Global warming has been put on a 15-year (and counting) hold by a prolonged period of cold ocean temperatures in the eastern tropical Pacific – part of a natural climate pattern that should allow the rate of warming to pick up when the pattern shifts, according to a new study.
During the past 15 years, warming has continued. Indeed, the decade from 2000 to 2009 was the warmest on record globally, with 12 of the 14 warmest years on record falling between 2001 and 2012. But the warming has occurred so slowly that, statistically, the rate of warming per decade could just as easily have been zero, researchers say. This real-world pace was far slower than the pace found in computer simulations of climate change for the same period
The hiatus triggered finger-wagging from some of the more strident climate-change skeptics, as well as chin-scratching among many climate scientists. With carbon-dioxide emissions rising relentlessly to levels not seen in hundreds of thousands of years, how could atmospheric temperatures fail to respond in a stronger way, many asked.
To tackle that question, two researchers at the Scripps Institution of Oceanography in La Jolla, Calif., turned to a sophisticated climate model, but used it in what they say is a novel way.
Typically, researchers feed an array of data into the model and then turn it loose to see how the climate system evolves with time. But for this study, researchers Yu Kosaka and Shang-Ping Xie did not let the model compute sea-surface temperatures in the eastern tropical Pacific – a patch of ocean representing less than 10 percent of the Earth's surface.
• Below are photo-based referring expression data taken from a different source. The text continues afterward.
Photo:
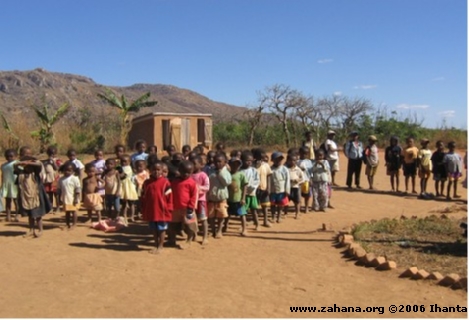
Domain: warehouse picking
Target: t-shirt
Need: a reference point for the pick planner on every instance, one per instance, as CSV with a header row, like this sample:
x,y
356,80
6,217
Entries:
x,y
410,154
331,155
235,189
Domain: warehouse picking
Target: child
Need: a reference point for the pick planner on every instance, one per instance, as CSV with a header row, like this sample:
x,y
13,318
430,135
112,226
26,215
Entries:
x,y
140,146
51,167
112,187
253,181
32,200
425,166
305,164
453,164
220,179
157,205
439,168
297,178
128,190
393,161
92,200
372,161
69,189
410,163
279,185
262,194
203,185
321,176
9,187
237,195
185,202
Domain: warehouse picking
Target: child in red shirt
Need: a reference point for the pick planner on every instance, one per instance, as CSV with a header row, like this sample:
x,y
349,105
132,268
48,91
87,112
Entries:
x,y
185,202
157,204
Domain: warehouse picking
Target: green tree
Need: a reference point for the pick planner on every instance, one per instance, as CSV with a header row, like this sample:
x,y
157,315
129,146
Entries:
x,y
47,119
125,109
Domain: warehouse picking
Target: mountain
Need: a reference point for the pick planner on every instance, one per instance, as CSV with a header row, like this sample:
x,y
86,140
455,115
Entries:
x,y
19,90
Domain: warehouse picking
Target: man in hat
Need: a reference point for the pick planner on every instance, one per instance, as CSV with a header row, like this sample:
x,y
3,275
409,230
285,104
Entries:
x,y
332,155
353,150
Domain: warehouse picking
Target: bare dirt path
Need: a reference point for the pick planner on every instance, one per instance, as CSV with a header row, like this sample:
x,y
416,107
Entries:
x,y
87,273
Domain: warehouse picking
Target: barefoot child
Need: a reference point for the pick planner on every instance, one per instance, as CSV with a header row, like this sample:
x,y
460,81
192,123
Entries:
x,y
9,187
393,163
203,185
297,178
157,204
220,179
253,181
453,163
425,166
279,186
69,190
439,168
236,195
92,200
185,202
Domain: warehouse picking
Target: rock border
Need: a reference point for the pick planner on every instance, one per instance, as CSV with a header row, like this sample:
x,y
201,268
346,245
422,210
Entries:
x,y
355,251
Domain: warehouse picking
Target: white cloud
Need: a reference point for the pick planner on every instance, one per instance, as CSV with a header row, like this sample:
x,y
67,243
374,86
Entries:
x,y
366,86
325,60
447,113
412,106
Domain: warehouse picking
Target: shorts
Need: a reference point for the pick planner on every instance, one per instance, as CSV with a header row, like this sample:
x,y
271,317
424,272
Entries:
x,y
410,169
279,199
251,203
236,209
371,171
217,209
201,211
295,195
158,225
334,164
263,198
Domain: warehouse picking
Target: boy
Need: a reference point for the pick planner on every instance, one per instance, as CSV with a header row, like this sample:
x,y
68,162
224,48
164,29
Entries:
x,y
185,202
425,166
372,160
279,186
220,179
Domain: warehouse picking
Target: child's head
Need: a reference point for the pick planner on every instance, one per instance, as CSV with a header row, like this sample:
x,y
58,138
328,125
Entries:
x,y
51,151
220,161
185,169
277,158
10,154
71,154
119,150
99,154
90,169
235,164
140,165
247,159
140,146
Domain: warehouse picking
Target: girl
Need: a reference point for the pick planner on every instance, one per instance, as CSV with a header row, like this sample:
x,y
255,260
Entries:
x,y
453,163
129,192
393,162
69,190
439,168
321,176
9,187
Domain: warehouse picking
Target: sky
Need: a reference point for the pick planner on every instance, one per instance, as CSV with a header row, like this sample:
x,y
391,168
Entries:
x,y
408,56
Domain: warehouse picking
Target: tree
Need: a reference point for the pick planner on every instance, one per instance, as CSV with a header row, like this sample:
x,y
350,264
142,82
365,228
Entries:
x,y
45,134
126,109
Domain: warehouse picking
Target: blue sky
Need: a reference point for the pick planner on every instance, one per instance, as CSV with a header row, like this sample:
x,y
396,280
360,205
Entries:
x,y
406,55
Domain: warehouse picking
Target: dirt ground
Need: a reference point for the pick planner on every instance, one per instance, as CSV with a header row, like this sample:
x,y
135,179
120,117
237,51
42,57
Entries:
x,y
86,273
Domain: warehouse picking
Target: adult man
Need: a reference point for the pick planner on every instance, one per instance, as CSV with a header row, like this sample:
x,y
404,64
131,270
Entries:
x,y
332,155
353,150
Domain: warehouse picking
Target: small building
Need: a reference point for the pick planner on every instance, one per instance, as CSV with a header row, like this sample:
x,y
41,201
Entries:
x,y
163,129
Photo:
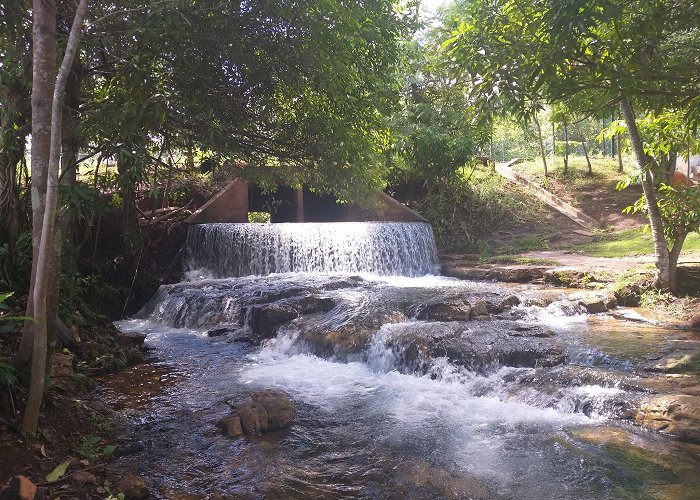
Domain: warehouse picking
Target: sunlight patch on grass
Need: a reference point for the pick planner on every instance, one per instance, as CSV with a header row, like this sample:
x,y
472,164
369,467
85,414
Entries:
x,y
630,243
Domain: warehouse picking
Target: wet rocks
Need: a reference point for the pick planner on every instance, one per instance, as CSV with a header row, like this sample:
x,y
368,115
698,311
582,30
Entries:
x,y
454,309
18,488
348,338
265,319
262,411
595,303
695,322
133,487
131,339
483,348
674,414
484,351
62,374
479,311
513,274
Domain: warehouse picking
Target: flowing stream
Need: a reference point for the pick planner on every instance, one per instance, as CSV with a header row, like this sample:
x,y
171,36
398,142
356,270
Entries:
x,y
392,401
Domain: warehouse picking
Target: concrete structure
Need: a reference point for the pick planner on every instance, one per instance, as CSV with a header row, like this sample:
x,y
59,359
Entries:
x,y
237,198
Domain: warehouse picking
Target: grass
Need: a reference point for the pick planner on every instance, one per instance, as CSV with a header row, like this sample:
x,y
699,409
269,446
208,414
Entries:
x,y
576,182
629,243
516,259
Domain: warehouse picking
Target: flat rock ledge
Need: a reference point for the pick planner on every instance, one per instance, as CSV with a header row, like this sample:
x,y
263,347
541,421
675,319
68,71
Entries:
x,y
675,414
260,412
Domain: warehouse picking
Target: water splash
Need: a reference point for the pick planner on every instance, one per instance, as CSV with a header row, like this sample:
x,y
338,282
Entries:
x,y
382,248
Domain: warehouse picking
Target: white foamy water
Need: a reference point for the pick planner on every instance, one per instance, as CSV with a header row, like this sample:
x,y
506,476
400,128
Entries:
x,y
382,248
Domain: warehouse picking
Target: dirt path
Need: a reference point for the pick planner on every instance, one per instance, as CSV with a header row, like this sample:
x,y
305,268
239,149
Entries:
x,y
570,259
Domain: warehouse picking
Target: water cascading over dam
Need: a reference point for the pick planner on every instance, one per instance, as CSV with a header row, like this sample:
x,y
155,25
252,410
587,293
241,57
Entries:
x,y
406,384
381,248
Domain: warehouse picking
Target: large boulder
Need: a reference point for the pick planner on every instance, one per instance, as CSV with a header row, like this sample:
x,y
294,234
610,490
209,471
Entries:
x,y
676,414
479,310
454,309
695,322
265,319
349,338
262,411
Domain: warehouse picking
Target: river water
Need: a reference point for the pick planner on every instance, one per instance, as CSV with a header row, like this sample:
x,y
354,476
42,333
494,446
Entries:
x,y
532,403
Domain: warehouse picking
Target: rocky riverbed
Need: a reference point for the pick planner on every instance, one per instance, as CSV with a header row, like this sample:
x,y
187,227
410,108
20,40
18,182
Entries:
x,y
421,387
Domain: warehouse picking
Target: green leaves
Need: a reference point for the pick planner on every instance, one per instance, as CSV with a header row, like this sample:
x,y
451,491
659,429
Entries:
x,y
58,472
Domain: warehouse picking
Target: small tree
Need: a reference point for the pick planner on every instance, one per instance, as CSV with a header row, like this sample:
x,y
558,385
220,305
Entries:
x,y
40,283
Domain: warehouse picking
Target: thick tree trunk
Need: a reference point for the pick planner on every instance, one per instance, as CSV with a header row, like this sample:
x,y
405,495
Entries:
x,y
539,138
644,164
47,248
43,74
13,135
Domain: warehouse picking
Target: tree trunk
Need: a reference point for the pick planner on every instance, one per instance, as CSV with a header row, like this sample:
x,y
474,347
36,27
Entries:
x,y
566,146
128,177
539,138
673,256
644,164
618,142
554,144
13,135
40,285
585,150
71,146
43,74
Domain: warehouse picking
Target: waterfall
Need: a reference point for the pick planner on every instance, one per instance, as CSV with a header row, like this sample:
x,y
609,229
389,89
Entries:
x,y
382,248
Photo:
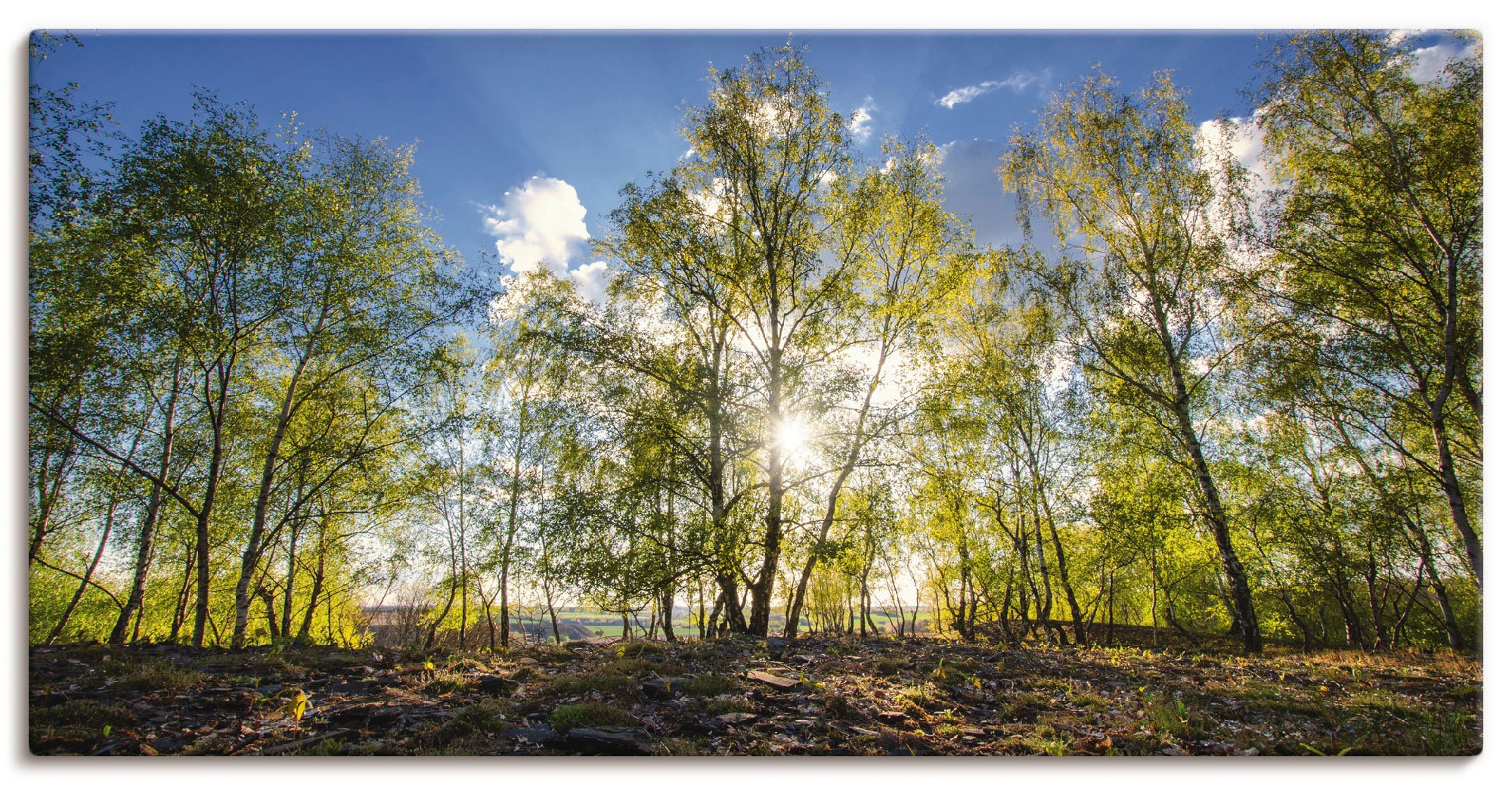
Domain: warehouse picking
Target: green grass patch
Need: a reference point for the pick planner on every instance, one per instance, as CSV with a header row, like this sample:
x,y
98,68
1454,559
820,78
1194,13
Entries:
x,y
572,716
153,675
710,684
85,715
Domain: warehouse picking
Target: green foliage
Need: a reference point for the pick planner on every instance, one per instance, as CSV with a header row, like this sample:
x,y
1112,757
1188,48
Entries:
x,y
572,716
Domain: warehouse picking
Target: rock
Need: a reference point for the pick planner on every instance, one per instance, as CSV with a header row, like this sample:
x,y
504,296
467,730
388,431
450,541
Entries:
x,y
609,742
906,743
531,734
665,689
352,689
770,680
368,716
495,686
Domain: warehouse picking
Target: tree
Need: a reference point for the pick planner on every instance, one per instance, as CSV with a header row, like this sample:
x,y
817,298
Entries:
x,y
1375,234
764,147
1139,282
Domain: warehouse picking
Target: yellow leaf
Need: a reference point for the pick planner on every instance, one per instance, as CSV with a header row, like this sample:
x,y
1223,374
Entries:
x,y
297,704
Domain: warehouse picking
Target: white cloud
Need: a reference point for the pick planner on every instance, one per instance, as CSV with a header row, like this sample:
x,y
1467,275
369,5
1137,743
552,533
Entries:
x,y
1398,37
1428,64
1018,82
1247,143
539,225
592,279
861,120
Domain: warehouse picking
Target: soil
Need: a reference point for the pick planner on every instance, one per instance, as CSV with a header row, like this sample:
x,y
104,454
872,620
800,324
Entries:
x,y
808,697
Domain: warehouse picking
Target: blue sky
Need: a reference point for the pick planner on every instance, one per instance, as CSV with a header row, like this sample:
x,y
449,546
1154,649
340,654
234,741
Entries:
x,y
506,122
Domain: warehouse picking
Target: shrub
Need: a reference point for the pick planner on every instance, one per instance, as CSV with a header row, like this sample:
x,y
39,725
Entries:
x,y
587,716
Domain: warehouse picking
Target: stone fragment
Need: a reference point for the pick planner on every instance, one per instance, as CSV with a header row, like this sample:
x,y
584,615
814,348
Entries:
x,y
609,742
772,680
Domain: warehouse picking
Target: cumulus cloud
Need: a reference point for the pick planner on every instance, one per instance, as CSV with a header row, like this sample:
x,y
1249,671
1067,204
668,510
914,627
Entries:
x,y
1428,64
1020,82
541,225
1242,140
592,279
861,120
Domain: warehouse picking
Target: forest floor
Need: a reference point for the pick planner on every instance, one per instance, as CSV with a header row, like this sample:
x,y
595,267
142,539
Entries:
x,y
810,697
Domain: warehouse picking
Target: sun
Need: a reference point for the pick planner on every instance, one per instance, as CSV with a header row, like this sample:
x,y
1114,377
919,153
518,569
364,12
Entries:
x,y
793,438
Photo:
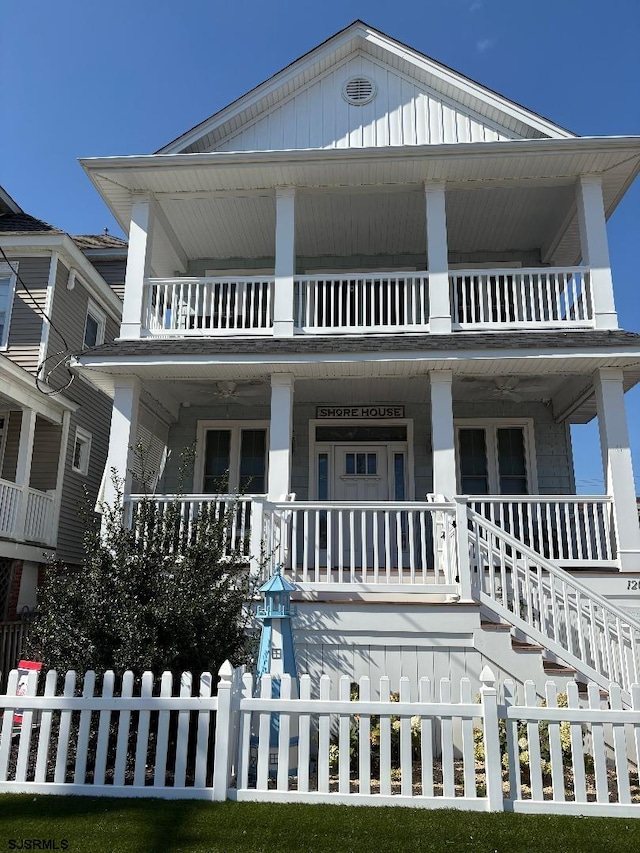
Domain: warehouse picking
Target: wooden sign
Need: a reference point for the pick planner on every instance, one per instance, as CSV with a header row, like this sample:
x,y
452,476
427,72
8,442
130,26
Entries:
x,y
370,413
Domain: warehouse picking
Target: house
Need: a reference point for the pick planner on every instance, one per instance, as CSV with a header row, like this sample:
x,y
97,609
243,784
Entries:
x,y
53,425
375,295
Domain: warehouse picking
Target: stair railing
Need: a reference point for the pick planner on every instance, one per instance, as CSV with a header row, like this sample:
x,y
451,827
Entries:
x,y
553,608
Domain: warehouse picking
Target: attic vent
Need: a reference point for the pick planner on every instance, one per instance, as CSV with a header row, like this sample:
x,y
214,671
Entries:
x,y
359,91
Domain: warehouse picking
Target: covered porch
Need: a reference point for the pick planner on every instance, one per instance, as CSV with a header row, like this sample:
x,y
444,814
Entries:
x,y
353,489
34,433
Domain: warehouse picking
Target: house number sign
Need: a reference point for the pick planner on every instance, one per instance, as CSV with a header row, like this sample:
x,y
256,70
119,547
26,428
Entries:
x,y
365,412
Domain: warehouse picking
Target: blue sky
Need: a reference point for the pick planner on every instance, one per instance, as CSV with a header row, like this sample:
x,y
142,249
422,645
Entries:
x,y
89,79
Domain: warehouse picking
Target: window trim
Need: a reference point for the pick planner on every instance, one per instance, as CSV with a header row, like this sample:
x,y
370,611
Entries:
x,y
86,437
491,425
100,317
235,427
7,271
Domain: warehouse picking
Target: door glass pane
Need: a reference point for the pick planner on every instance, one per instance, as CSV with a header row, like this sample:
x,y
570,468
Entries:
x,y
472,445
253,446
323,476
216,461
398,474
512,466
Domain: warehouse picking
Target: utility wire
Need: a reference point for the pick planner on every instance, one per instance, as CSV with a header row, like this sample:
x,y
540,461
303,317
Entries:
x,y
63,356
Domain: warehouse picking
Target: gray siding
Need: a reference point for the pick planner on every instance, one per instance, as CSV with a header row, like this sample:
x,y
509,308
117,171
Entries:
x,y
25,331
94,415
182,435
552,445
554,460
112,271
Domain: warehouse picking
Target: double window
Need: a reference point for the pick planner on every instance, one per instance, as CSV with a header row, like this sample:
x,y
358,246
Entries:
x,y
7,287
233,458
495,458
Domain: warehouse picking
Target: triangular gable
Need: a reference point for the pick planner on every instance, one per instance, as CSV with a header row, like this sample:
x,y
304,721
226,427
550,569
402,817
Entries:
x,y
417,101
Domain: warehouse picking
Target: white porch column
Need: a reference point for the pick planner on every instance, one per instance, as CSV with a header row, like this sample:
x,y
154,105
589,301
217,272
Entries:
x,y
280,435
442,434
617,464
138,267
437,259
124,424
595,249
23,465
285,262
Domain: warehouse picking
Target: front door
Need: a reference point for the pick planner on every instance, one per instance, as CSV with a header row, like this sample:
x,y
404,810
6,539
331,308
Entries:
x,y
361,473
371,473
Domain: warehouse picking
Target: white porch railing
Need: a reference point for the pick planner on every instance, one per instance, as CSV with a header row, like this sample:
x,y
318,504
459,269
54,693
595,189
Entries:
x,y
376,545
522,298
572,530
208,306
39,516
173,517
10,498
554,608
362,302
33,522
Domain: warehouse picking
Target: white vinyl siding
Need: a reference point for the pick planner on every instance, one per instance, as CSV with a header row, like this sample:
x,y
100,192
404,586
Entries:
x,y
403,112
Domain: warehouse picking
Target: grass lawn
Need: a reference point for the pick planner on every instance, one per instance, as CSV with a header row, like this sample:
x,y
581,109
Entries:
x,y
157,826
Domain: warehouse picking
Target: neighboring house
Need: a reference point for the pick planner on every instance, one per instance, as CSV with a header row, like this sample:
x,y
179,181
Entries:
x,y
375,295
53,438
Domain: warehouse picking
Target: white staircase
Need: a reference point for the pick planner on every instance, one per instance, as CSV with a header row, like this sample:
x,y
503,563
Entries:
x,y
551,608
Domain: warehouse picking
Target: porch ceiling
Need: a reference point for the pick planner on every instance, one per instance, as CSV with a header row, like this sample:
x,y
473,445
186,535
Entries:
x,y
561,379
370,222
221,205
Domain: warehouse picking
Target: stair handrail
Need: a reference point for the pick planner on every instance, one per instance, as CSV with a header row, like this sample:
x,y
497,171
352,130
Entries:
x,y
608,609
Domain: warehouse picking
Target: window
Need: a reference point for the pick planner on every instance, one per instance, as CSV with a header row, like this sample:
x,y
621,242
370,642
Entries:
x,y
496,458
94,327
233,458
7,288
81,451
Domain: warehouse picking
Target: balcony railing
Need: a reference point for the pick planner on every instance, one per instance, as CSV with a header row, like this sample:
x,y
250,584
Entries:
x,y
208,306
521,298
368,302
362,302
26,514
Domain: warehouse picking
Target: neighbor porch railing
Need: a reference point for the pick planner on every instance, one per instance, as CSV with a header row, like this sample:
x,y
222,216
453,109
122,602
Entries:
x,y
26,513
573,530
368,302
522,298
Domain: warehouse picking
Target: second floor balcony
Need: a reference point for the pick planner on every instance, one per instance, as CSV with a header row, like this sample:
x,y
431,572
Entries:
x,y
368,302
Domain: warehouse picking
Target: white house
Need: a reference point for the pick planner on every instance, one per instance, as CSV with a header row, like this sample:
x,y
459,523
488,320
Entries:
x,y
375,295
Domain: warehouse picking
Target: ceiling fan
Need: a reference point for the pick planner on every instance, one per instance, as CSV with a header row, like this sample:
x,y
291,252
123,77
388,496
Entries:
x,y
507,387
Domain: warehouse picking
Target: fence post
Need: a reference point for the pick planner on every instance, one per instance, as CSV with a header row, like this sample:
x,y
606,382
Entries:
x,y
462,547
222,749
492,758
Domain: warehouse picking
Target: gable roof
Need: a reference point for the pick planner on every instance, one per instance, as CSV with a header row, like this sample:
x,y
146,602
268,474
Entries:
x,y
360,40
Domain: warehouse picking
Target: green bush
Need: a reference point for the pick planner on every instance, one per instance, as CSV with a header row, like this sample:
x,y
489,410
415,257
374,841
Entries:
x,y
151,596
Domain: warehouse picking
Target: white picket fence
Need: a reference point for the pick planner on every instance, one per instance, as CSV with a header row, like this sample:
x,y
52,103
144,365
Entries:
x,y
428,745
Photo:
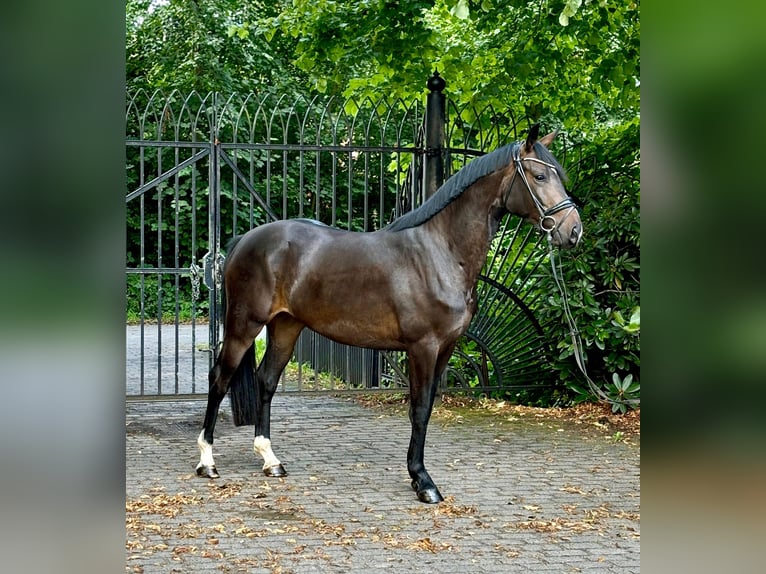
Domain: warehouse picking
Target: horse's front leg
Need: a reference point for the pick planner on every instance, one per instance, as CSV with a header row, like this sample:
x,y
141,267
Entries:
x,y
423,383
283,331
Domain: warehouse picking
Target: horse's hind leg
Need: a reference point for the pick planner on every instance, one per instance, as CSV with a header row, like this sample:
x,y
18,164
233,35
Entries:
x,y
283,331
219,377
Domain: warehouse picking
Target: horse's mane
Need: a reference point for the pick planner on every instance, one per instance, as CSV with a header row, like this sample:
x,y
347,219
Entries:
x,y
463,179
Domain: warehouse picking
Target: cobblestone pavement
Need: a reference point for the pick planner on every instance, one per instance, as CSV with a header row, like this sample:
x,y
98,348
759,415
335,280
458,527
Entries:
x,y
522,495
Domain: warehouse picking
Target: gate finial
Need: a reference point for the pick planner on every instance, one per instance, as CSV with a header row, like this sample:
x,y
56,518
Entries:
x,y
436,83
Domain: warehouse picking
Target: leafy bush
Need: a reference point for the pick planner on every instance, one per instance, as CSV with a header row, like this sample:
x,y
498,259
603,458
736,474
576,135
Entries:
x,y
602,274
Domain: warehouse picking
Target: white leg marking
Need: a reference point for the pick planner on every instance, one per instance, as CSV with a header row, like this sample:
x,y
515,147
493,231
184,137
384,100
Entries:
x,y
206,451
262,446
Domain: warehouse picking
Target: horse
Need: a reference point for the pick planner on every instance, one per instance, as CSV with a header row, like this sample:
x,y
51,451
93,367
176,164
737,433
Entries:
x,y
410,286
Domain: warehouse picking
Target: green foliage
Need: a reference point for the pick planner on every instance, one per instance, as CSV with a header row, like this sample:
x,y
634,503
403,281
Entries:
x,y
602,274
579,74
149,299
215,45
622,391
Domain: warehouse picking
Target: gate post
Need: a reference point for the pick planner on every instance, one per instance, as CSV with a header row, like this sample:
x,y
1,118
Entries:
x,y
435,120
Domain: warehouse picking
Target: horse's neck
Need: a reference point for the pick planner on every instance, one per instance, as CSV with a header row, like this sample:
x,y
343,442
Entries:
x,y
469,223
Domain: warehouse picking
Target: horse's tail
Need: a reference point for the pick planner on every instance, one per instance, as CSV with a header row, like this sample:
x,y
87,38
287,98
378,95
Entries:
x,y
242,393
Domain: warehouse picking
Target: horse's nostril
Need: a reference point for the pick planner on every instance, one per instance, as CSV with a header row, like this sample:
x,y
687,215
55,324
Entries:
x,y
574,237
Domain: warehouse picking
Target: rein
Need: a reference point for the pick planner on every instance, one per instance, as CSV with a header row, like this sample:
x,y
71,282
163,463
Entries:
x,y
575,333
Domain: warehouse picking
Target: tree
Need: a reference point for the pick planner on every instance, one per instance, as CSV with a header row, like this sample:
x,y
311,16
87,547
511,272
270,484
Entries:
x,y
574,64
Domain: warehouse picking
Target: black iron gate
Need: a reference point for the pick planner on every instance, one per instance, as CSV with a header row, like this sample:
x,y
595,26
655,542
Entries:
x,y
202,169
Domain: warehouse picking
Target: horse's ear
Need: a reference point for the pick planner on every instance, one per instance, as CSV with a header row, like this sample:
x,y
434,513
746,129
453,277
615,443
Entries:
x,y
534,131
548,140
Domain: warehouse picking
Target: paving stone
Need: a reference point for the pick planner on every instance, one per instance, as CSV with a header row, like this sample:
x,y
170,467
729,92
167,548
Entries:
x,y
539,500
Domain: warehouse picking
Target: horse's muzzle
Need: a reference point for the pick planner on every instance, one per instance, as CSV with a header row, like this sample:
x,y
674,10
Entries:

Instead, they specified those data.
The reason is that the distribution of sea-surface temperatures along the tropical Pacific can have far-ranging effects on climate, Dr. Xie says.
"That's the engine room of the global climate system," he says. "If you mess up the engine room, you'll get a huge response."
The region undergoes both short- and long-term cycles in sea surface temperature. The short term cycles are known as El Niño and La Niña, and they exchange dominance a few times times a decade. They fall within longer-term swings known as the Topical Pacific Decadal Oscillation, during which one phase can hold sway for several decades. The cool phase currently is in place, prompting the researchers to test its influence on the hiatus.